MoGenTS - Motion Generation Based on Spatial-Temporal Joint Modeling

Text-to-motion baseline integrated into the hftrainer Model Zoo. The runtime is self-contained under hftrainer.models.motion.mogents.network and does not import the original repository at inference time.

Task Text-to-Motion (T2M)
Bundle / Pipeline MoGenTSBundle / MoGenTSPipeline
Processed HF artifact ZeyuLing/hftrainer-mogents-humanml3d
Motion representation HumanML3D-263 (263-dim, 20 fps, 22 joints)
Tokenizer dual-stream RVQ-VAE: 1D auxiliary tokens + 2D spatial-temporal tokens
Generator 1D/2D MaskTransformers + 1D/2D ResidualTransformers
Text encoder CLIP ViT-B/32 (frozen)
Paper MoGenTS: Motion Generation based on Spatial-Temporal Joint Modeling, Yuan et al., NeurIPS 2024 - arXiv:2409.17686
Original code https://github.com/weihaosky/mogents

Weights

Self-contained hftrainer artifact:

Artifact Location Contents Status
MoGenTS HumanML3D ZeyuLing/hftrainer-mogents-humanml3d vq.safetensors + mask_aux.safetensors + mask_ts.safetensors + res_aux.safetensors + res_ts.safetensors + length_est.safetensors + clip.safetensors + mogents_config.json + Mean.npy / Std.npy public Hub artifact
local mirror checkpoints/mogents/humanml3d same layout optional local cache

Convert the official checkpoints into a self-contained hftrainer artifact:

python3 scripts/eval/convert_mogents_checkpoint.py \
    --weights_root logs \
    --length_root checkpoints \
    --out_dir checkpoints/mogents/humanml3d \
    --verify

Expected artifact layout:

checkpoints/mogents/humanml3d/
  mogents_config.json
  model_index.json
  vq.safetensors
  mask_aux.safetensors
  mask_ts.safetensors
  res_aux.safetensors
  res_ts.safetensors
  length_est.safetensors
  clip.safetensors
  Mean.npy
  Std.npy

Use

from hftrainer.pipelines.mogents import MoGenTSPipeline

pipe = MoGenTSPipeline.from_pretrained(
    "ZeyuLing/hftrainer-mogents-humanml3d",
    device="cuda",
)
motions = pipe.infer_t2m(
    ["a person walks forward then turns around"],
    [120],
)  # list of (T, 263)

For a local mirror:

pipe = MoGenTSPipeline.from_pretrained("checkpoints/mogents/humanml3d", device="cuda")

Motion Representation

MoGenTS natively generates HumanML3D-263 at 20 fps. For cross-model comparison with SMPL or MotionStreamer-272 methods, first generate the native 263-dim outputs and then use the validated bridge:

HumanML3D-263 -> SMPL motion_135 via IK refine-80 -> MotionStreamer-272

The bridge is a representation-conversion diagnostic.

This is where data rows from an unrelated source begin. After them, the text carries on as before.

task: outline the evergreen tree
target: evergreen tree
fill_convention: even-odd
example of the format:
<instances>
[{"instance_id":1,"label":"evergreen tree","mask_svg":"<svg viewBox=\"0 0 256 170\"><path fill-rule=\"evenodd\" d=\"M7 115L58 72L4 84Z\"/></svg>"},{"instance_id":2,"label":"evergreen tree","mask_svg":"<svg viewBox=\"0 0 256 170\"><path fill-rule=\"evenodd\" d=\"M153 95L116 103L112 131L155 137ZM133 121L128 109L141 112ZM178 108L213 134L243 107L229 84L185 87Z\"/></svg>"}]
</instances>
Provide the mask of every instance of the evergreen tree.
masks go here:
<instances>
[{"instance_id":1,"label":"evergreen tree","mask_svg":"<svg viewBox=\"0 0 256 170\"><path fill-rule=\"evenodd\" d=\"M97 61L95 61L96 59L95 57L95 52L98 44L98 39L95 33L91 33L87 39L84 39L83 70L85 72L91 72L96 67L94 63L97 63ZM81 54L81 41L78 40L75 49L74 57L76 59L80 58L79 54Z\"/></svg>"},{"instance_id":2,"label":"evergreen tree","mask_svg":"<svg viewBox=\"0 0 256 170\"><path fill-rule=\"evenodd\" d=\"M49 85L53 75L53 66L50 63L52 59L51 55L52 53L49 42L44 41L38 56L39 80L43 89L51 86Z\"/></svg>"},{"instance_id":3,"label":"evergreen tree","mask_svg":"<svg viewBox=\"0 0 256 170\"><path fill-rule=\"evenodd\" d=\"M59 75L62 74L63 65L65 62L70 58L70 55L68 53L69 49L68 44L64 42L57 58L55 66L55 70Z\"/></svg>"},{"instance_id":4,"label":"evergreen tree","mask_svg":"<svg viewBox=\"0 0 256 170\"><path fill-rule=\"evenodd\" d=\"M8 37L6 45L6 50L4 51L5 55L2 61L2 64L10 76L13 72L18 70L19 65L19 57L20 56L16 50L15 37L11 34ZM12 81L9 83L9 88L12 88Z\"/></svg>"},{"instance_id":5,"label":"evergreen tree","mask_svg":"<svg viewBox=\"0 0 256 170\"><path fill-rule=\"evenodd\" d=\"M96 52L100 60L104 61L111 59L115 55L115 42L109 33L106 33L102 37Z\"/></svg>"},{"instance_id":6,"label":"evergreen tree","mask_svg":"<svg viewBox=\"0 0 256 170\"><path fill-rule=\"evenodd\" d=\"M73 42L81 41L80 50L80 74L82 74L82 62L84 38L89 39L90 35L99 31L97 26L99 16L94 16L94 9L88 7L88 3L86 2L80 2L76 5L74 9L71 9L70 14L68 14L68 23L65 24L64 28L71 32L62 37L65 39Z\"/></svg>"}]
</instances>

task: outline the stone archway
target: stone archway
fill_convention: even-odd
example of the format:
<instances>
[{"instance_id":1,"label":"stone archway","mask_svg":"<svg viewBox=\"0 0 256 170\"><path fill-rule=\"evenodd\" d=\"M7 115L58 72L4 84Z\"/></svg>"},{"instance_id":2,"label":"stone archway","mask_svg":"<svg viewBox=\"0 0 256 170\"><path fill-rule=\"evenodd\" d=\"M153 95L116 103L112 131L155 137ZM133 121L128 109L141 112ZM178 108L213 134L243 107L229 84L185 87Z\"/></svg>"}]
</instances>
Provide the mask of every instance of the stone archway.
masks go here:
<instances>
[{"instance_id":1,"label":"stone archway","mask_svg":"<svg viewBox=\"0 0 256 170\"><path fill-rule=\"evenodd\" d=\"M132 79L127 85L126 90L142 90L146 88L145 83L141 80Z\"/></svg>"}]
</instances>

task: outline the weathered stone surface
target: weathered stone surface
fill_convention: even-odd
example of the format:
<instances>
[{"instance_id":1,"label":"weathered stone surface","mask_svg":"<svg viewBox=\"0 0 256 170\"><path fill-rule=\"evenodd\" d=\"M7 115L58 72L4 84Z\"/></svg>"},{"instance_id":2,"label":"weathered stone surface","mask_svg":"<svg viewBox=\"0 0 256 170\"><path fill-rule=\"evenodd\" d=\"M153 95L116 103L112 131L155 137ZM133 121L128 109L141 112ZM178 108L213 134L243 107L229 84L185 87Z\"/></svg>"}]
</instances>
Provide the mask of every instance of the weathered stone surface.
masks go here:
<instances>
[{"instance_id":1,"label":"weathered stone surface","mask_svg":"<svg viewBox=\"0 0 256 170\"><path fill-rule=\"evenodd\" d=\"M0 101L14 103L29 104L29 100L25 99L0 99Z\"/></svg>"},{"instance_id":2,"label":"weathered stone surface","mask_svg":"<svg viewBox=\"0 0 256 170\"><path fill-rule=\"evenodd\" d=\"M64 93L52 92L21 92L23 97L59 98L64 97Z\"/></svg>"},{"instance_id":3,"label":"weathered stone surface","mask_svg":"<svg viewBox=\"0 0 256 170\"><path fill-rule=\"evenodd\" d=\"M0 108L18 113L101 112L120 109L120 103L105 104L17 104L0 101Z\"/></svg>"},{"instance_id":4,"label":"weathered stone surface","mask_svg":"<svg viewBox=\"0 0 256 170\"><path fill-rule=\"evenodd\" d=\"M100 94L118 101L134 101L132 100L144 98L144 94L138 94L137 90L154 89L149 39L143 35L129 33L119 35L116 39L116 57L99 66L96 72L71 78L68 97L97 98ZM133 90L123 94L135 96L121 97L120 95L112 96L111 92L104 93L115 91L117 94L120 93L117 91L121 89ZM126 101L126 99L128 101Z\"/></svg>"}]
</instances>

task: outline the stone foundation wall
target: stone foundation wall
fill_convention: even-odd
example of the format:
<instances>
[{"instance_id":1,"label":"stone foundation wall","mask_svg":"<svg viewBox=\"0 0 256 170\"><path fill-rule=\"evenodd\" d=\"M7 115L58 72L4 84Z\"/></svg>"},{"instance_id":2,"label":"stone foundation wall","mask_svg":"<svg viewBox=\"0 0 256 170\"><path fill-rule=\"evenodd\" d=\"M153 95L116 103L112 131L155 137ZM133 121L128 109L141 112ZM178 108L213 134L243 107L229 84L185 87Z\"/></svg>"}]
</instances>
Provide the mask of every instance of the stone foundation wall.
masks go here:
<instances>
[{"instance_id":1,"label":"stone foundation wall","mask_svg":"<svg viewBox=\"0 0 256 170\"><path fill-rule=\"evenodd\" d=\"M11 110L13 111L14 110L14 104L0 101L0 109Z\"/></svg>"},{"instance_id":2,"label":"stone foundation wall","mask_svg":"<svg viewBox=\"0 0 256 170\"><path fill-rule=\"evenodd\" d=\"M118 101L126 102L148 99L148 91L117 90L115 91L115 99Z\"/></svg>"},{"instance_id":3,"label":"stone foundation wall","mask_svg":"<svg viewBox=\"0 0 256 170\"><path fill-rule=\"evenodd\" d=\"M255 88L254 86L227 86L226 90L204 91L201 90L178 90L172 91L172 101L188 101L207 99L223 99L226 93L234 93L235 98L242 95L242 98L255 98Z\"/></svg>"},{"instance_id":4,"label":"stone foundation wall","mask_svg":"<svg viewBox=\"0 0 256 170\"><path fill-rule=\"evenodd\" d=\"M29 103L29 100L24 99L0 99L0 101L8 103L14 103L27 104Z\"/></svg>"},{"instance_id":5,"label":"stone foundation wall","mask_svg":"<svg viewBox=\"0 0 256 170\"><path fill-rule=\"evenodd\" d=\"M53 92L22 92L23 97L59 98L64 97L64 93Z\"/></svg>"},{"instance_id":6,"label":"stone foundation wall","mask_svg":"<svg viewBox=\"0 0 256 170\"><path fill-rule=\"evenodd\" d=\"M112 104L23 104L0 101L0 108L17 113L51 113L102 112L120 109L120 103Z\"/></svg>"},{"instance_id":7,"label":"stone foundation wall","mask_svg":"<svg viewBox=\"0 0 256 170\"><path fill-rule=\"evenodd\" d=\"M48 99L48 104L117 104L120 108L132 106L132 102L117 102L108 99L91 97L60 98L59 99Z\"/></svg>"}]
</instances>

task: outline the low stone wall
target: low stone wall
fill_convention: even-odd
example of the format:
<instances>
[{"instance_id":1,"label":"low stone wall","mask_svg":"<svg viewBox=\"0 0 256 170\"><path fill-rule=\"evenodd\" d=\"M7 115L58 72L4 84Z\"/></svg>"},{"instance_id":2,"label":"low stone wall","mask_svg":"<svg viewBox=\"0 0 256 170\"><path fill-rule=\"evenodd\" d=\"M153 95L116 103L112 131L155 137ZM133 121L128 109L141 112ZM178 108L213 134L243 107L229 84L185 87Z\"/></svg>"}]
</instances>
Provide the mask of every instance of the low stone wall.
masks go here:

It should not be treated as the native MoGenTS paper metric space.


Evaluation

Generate under the official HumanML3D test protocol and score with the HumanML3D-263 evaluator:

python3 scripts/eval/mogents_t2m_h3d263.py \
    --model_path checkpoints/mogents/humanml3d \
    --out_dir outputs/evaluation/t2m/humanml3d_official_test/hml263/mogents_ts10_cfg4_rescfg5_seed0

python3 scripts/eval/verify_evaluators.py --which hml263 \
    --hml263-pred outputs/evaluation/t2m/humanml3d_official_test/hml263/mogents_ts10_cfg4_rescfg5_seed0 \
    --out-dir outputs/evaluation/t2m/humanml3d_official_test/hml263/mogents_ts10_cfg4_rescfg5_seed0/metrics

HumanML3D-263 evaluator (native space, n=3970)

Metric JSON: outputs/evaluation/t2m/humanml3d_official_test/hml263/mogents_ts10_cfg4_rescfg5_seed0/metrics/verify_hml263.json.

Metric hftrainer MoGenTS
FID down 0.0806
R-Precision Top-1 / 2 / 3 up 0.5219 / 0.7128 / 0.8056
Diversity -> 9.4063
MM-Dist down 2.9290
GT(real) R-Precision Top-1 / 2 / 3 0.5135 / 0.7108 / 0.8069
GT(real) Diversity / MM-Dist 9.4527 / 2.9323

SMPL motion_135 + MotionStreamer-272 evaluator

Convert the same HumanML3D test predictions to SMPL motion_135 and then to MotionStreamer-272:

NUM_GPUS=8 NUM_SHARDS=8 N_REPEATS=20 \
    bash scripts/eval/run_mogents_hml263_to_ms272_chain.sh

The restartable script runs the following stages with --skip-existing:

python3 scripts/eval/hml263_to_smpl_ik.py \
    --in-dir outputs/evaluation/t2m/humanml3d_official_test/hml263/mogents_ts10_cfg4_rescfg5_seed0 \
    --out-dir outputs/evaluation/t2m/humanml3d_official_test/motion135/mogents_ts10_cfg4_rescfg5_seed0_ik80 \
    --model-dir ref_repo/MDM/body_models \
    --source-fps 20 --target-fps 30 \
    --floor-align --refine-iters 80 --refine-lr 0.02 \
    --device cuda --skip-existing

python3 scripts/data/convert_motion135_to_h3d272.py \
    --in-dir outputs/evaluation/t2m/humanml3d_official_test/motion135/mogents_ts10_cfg4_rescfg5_seed0_ik80 \
    --out-dir outputs/evaluation/t2m/humanml3d_official_test/ms272/mogents_ts10_cfg4_rescfg5_seed0_ik80 \
    --workers 8 --skip-existing

python3 scripts/eval/verify_evaluators.py --which ms272 \
    --ms272-pred outputs/evaluation/t2m/humanml3d_official_test/ms272/mogents_ts10_cfg4_rescfg5_seed0_ik80 \
    --n-repeats 20 \
    --out-dir outputs/evaluation/t2m/humanml3d_official_test/ms272/mogents_ts10_cfg4_rescfg5_seed0_ik80/metrics

Metric JSON: outputs/evaluation/t2m/humanml3d_official_test/ms272/mogents_ts10_cfg4_rescfg5_seed0_ik80/metrics/verify_ms272.json.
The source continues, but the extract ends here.